Canada’s Oil production hits 4.59 MMbpd, 22,000 amidst pipeline bottlenecks
Bloomberg – Canada’s lingering crude glut isn’t hindering the country’s growing oil output, according to the National Energy Board’s most recent forecast.
The country’s oil production will average 4.59 MMbpd, 22,000 more than previously forecast, data from the Canadian energy regulator show. The raised production outlook comes even as pipeline bottlenecks have driven Canadian crude prices to record lows and prompted some producers, including Canadian Natural Resources and Athabasca Oil, to reduce output by about 160,000 bpd, according to estimates by TD Securities.
The biggest driver of higher output is heavy oil-sands crude, which is forecast to have exceeded 2 MMbpd in October to average 1.88 MMbpd for the year. That’s 42,000 bpd more than the previously forecast. Output of conventional light and heavy oil also exceeded the earlier forecasts.
The increase might reflect the faster-than-expected ramp-up of Suncor Energy’s Fort Hills oil sands mine, according to Stephen Kallir, upstream research analyst at Wood Mackenzie in Calgary.
The 194,000 bpd Fort Hills mine started operation earlier this year and will run at 90% of capacity through the fourth quarter, Suncor CEO Steve Williams said on a Nov. 1 conference call.
“They are producing above 90% capacity as of end of the third quarter,” he said by phone. “We expected that early next year.” To be sure, the NEB recent data shows production trailing off in December with output lower than forecast earlier.
Heavy Western Canadian Select crude fell below $14/bbl on Nov. 15, the lowest in Bloomberg data extending back a decade. The crude’s discount to West Texas Intermediate futures widened to $50/bbl in October, also a record in data extending back 10 years. The price fell $1.17 to $17.96/bbl on Tuesday and the discount widened $1 to $33.50/bbl.
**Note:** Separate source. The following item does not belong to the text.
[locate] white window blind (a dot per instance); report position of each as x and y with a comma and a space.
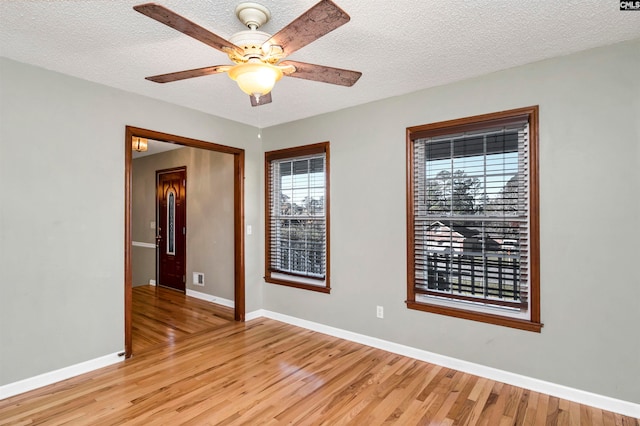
471, 217
297, 219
The data did show signs of possible stress. Output of oil sands bitumen that’s processed in an upgrader to make light, synthetic crude plunged to 890,000 bpd in September from 1.13 MMbpd in August and will end the year below prior estimates. The drop happened as upgraders belonging to Syncrude Canada Ltd., Suncor and Canadian Natural Resources were undergoing maintenance. The NEB had projected in September that output of upgraded bitumen for the month would be 1.06 MMbpd.